Early Life Exposure to Tobacco Smoke and Lung Cancer in Adulthood

Nuozhou Liu 1, Wei Xiong 1,*
PMCID: PMC9896639  PMID: 36191304

To the Editor:

A significant and well-constructed United Kingdom Biobank prospective cohort study named “In Utero and Childhood/Adolescence Exposure to Tobacco Smoke, Genetic Risk, and Lung Cancer Incidence and Mortality in Adulthood” was recently published in the Journal (1). He and colleagues have clearly identified that exposure to tobacco smoke in early life, with careful and quantifiable consideration of lung polygenic cancer risk via genome-wide association studies, was significantly associated with risks of lung cancer incidence and mortality in adulthood (1). This manuscript undoubtedly provides important information on lung cancer prevention in people’s early life while urging a more rapid and powerful need for tobacco control among pregnant couples, children, and adolescents. And we want to take this opportunity to share some additional thoughts about this elaborate work.

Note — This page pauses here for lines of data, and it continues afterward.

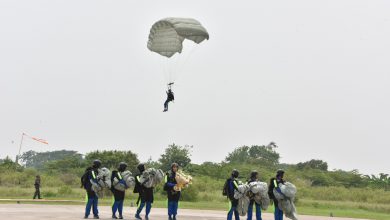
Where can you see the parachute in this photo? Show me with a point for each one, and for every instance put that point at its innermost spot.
(167, 35)
(260, 192)
(243, 199)
(127, 176)
(286, 201)
(182, 181)
(258, 189)
(151, 177)
(103, 180)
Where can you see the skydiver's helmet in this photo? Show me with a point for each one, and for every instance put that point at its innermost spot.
(122, 166)
(96, 164)
(254, 174)
(141, 167)
(280, 173)
(235, 173)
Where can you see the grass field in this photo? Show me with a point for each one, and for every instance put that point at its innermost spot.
(317, 207)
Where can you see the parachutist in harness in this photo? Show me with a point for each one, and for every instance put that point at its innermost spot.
(170, 96)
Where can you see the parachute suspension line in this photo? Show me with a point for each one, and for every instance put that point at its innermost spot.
(183, 60)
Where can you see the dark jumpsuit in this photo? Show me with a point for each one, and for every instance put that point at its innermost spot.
(145, 196)
(118, 196)
(173, 196)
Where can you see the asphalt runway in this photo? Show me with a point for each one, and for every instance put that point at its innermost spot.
(41, 211)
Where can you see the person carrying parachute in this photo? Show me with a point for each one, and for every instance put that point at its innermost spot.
(170, 97)
(90, 176)
(118, 196)
(166, 38)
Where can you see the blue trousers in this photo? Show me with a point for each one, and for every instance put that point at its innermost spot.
(233, 209)
(172, 208)
(147, 209)
(92, 201)
(117, 205)
(278, 213)
(250, 210)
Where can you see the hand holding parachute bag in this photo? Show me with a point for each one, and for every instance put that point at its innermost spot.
(151, 177)
(286, 199)
(128, 181)
(243, 200)
(103, 180)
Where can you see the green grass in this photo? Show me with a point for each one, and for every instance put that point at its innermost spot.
(369, 209)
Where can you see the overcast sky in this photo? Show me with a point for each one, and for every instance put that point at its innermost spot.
(312, 76)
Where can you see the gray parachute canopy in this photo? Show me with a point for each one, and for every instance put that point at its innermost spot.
(167, 35)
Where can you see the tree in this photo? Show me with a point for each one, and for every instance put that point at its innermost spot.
(175, 154)
(255, 154)
(313, 164)
(239, 155)
(111, 159)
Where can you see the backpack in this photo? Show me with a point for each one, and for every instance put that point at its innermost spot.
(225, 190)
(84, 177)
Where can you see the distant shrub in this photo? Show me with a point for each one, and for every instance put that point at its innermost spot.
(64, 190)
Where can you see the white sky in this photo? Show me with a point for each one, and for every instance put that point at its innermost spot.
(313, 76)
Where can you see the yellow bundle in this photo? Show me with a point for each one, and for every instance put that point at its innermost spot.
(182, 180)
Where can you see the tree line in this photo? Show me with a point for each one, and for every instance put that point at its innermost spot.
(263, 158)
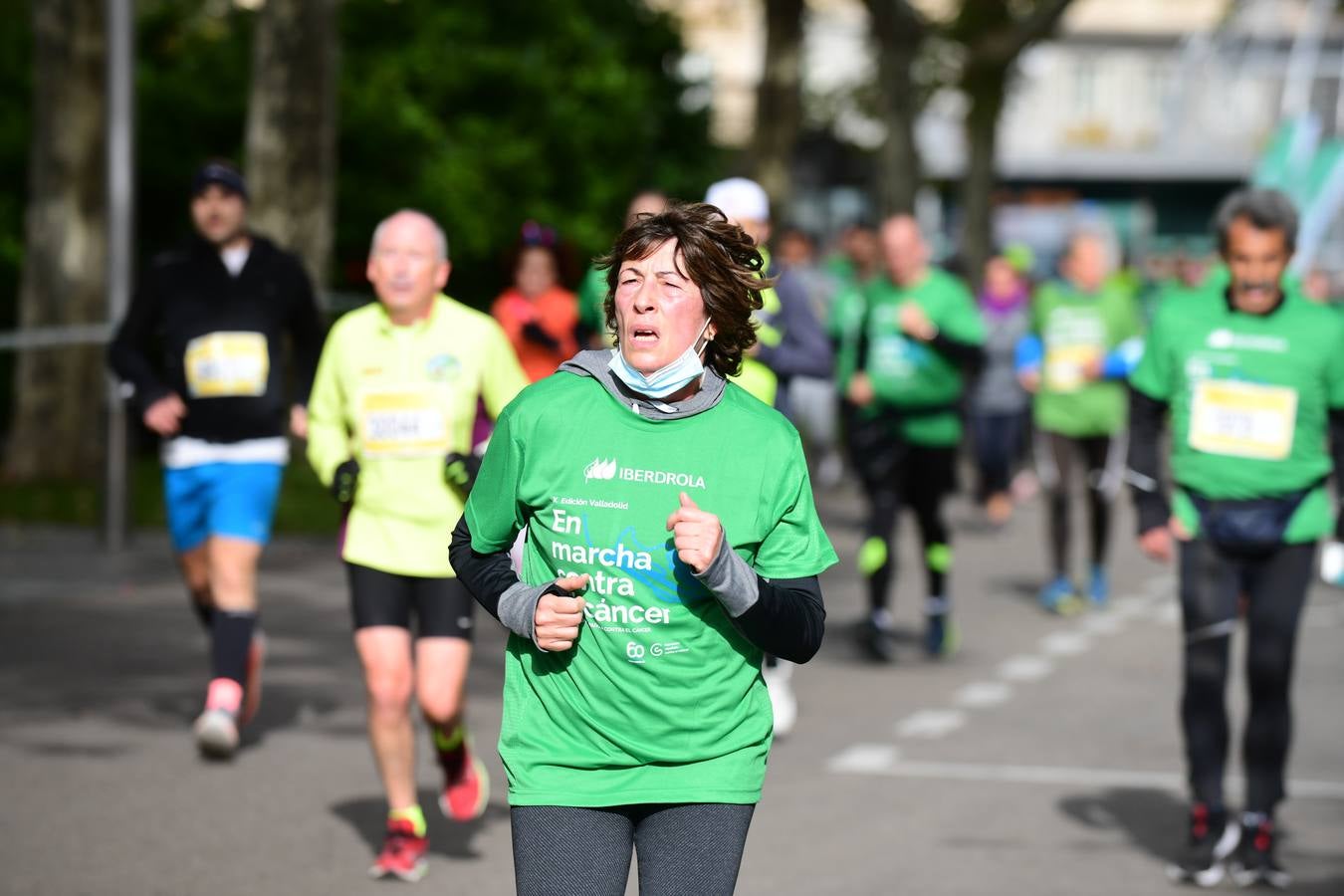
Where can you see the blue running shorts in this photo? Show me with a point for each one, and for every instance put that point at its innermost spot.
(234, 500)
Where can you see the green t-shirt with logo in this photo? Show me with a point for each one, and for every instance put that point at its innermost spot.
(907, 375)
(1078, 330)
(1250, 396)
(661, 697)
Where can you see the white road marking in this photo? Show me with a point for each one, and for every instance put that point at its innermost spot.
(1060, 776)
(1066, 644)
(1132, 607)
(929, 724)
(1162, 584)
(1025, 668)
(864, 760)
(1102, 623)
(983, 693)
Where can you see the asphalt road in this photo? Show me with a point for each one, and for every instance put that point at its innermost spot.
(1041, 760)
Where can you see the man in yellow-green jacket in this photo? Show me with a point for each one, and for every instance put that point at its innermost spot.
(390, 433)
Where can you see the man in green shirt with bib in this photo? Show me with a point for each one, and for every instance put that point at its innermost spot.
(903, 367)
(1083, 341)
(390, 433)
(1251, 376)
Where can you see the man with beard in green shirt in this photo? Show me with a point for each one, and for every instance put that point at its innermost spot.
(905, 369)
(1251, 376)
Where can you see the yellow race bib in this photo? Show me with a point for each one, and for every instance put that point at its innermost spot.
(403, 421)
(227, 364)
(1066, 367)
(1242, 419)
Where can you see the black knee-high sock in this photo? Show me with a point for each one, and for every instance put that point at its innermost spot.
(230, 639)
(875, 560)
(204, 611)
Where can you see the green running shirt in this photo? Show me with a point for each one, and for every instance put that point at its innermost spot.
(1077, 330)
(907, 375)
(398, 399)
(1250, 398)
(660, 699)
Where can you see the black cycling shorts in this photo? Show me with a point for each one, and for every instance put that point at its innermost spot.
(442, 607)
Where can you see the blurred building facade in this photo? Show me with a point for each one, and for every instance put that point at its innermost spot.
(1149, 108)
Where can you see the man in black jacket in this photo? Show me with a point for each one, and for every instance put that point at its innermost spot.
(202, 353)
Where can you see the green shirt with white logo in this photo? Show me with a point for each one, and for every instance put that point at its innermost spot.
(1075, 331)
(907, 375)
(661, 697)
(1250, 396)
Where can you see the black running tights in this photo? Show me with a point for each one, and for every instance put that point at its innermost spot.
(682, 848)
(925, 501)
(1213, 584)
(1102, 480)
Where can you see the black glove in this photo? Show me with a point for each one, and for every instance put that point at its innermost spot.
(344, 483)
(533, 332)
(460, 472)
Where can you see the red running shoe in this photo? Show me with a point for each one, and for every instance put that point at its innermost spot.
(252, 691)
(403, 853)
(467, 788)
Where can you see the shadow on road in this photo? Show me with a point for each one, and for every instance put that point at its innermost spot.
(368, 818)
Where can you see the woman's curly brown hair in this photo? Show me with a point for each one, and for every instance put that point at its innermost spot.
(715, 256)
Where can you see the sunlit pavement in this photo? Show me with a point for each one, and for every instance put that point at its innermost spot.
(1043, 758)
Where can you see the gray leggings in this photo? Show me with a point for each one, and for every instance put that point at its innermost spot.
(683, 848)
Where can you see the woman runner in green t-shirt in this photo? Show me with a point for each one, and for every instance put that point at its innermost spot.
(671, 539)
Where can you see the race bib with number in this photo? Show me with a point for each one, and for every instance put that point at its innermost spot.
(1066, 367)
(1242, 419)
(227, 364)
(403, 421)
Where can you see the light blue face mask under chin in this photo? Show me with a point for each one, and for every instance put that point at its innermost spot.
(667, 379)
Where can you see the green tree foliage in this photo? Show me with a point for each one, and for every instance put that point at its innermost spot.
(486, 114)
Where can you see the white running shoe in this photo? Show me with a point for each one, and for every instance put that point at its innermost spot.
(217, 734)
(783, 702)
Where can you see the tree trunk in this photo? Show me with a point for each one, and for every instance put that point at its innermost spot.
(779, 115)
(60, 392)
(292, 129)
(986, 87)
(898, 33)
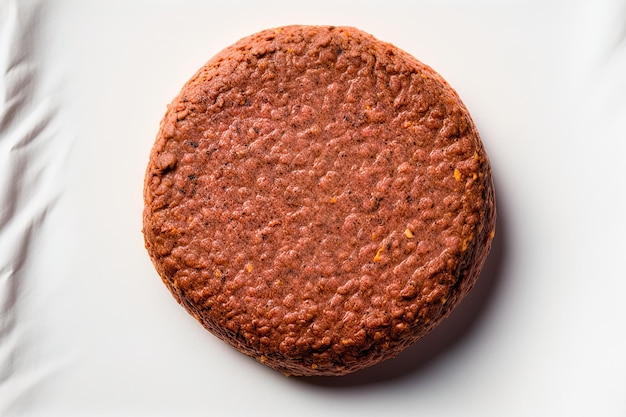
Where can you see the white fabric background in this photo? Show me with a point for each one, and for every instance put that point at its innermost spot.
(87, 328)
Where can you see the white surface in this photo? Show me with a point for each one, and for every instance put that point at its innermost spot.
(87, 328)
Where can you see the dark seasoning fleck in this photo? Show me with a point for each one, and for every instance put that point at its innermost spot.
(318, 199)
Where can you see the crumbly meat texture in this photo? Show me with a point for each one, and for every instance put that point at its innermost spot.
(318, 199)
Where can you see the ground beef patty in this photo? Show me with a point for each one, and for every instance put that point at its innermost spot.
(318, 199)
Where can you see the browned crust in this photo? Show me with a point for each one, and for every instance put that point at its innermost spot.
(262, 230)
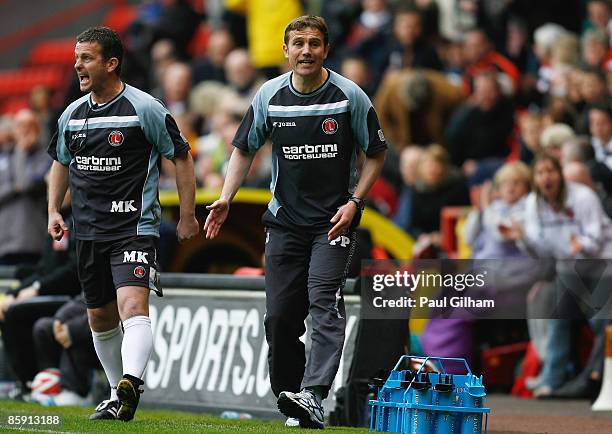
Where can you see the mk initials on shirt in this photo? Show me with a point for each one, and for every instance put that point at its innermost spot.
(123, 206)
(135, 256)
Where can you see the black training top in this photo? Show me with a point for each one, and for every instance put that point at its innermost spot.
(315, 141)
(113, 152)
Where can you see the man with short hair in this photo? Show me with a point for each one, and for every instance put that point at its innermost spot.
(108, 146)
(318, 122)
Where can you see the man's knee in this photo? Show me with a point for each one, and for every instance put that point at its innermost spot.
(133, 301)
(102, 319)
(43, 328)
(284, 323)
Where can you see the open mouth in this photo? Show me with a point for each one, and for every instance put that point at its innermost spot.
(84, 79)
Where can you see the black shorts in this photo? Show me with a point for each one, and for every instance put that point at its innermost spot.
(105, 266)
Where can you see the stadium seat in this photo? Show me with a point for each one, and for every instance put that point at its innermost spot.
(14, 104)
(199, 42)
(19, 82)
(120, 18)
(52, 52)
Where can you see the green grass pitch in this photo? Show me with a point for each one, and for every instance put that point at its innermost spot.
(75, 420)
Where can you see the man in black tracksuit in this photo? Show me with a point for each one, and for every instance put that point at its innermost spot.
(318, 122)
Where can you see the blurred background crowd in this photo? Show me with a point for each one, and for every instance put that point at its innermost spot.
(470, 93)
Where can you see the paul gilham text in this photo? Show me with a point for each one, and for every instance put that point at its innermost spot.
(402, 302)
(468, 302)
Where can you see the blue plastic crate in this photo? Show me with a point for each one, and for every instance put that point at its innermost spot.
(420, 402)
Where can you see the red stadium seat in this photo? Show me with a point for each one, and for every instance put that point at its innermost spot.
(14, 104)
(199, 43)
(19, 82)
(120, 18)
(52, 52)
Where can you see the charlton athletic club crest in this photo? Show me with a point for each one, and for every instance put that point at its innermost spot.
(139, 271)
(330, 126)
(115, 138)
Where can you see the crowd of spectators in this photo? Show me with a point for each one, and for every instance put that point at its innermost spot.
(462, 89)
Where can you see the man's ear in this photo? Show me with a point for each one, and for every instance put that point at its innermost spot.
(112, 64)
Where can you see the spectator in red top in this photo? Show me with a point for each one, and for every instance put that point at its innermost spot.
(480, 57)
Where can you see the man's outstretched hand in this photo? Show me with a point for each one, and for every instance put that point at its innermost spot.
(188, 227)
(216, 217)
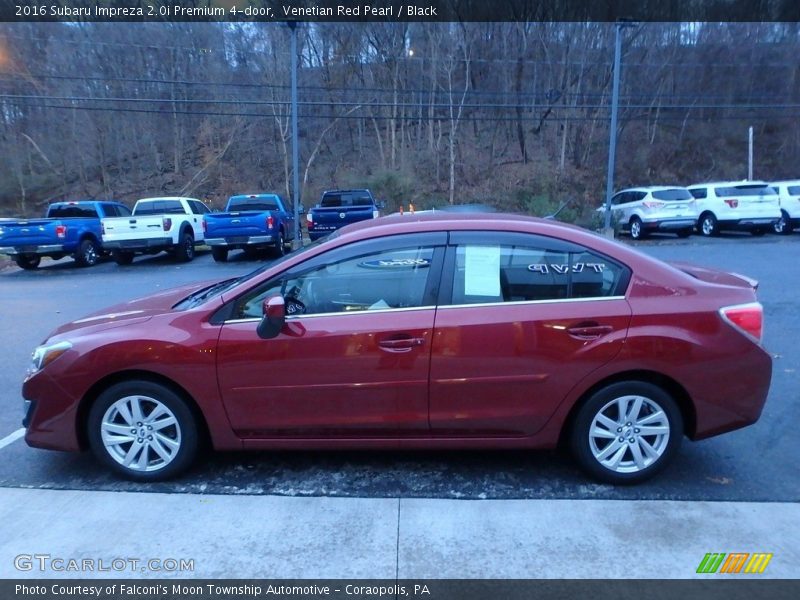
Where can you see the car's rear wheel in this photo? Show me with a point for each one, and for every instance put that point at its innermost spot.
(627, 432)
(708, 225)
(143, 430)
(280, 244)
(783, 226)
(185, 250)
(219, 254)
(122, 258)
(637, 229)
(27, 261)
(88, 253)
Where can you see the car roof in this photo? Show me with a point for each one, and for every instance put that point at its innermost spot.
(728, 183)
(653, 188)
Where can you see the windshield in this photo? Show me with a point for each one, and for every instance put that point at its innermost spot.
(212, 291)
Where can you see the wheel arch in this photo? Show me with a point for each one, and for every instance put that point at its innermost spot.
(666, 383)
(121, 376)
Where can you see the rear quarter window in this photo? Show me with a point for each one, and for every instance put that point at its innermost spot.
(675, 194)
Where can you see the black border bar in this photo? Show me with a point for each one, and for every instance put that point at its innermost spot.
(399, 10)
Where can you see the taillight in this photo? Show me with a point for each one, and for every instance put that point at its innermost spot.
(652, 204)
(747, 318)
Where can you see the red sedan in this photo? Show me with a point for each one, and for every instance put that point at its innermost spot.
(423, 331)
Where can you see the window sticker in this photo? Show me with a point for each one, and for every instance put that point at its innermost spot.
(482, 270)
(396, 263)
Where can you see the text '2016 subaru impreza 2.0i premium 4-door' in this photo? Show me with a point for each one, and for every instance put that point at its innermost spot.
(427, 331)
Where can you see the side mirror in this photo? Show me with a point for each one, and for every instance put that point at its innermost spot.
(274, 317)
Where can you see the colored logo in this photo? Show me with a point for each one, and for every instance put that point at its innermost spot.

First, as the authors declared in Methods and study limitations, the definition of early life tobacco exposure was self-reported and retrospectively collected after a long period of time in which recall bias seemed to be huge and inevitable. To reduce this kind of bias, we suggested the authors could perhaps consider using measurable biomarkers, like serum cotinine, to define tobacco smoke exposure, that was more precise and stable (2). And defining smoking exposure via serum cotinine made it possible to not only distinguish secondhand smoke and active smoke but also quantify the amount of tobacco smoke exposure to assess its dose–dependent relationship with lung cancer incidence and mortality (3). If serum cotinine was not available in this cohort, the authors could also take the smoking status of the father during the children’s early life into consideration because the impact of active smoke and secondhand smoke on cancer might not be the same.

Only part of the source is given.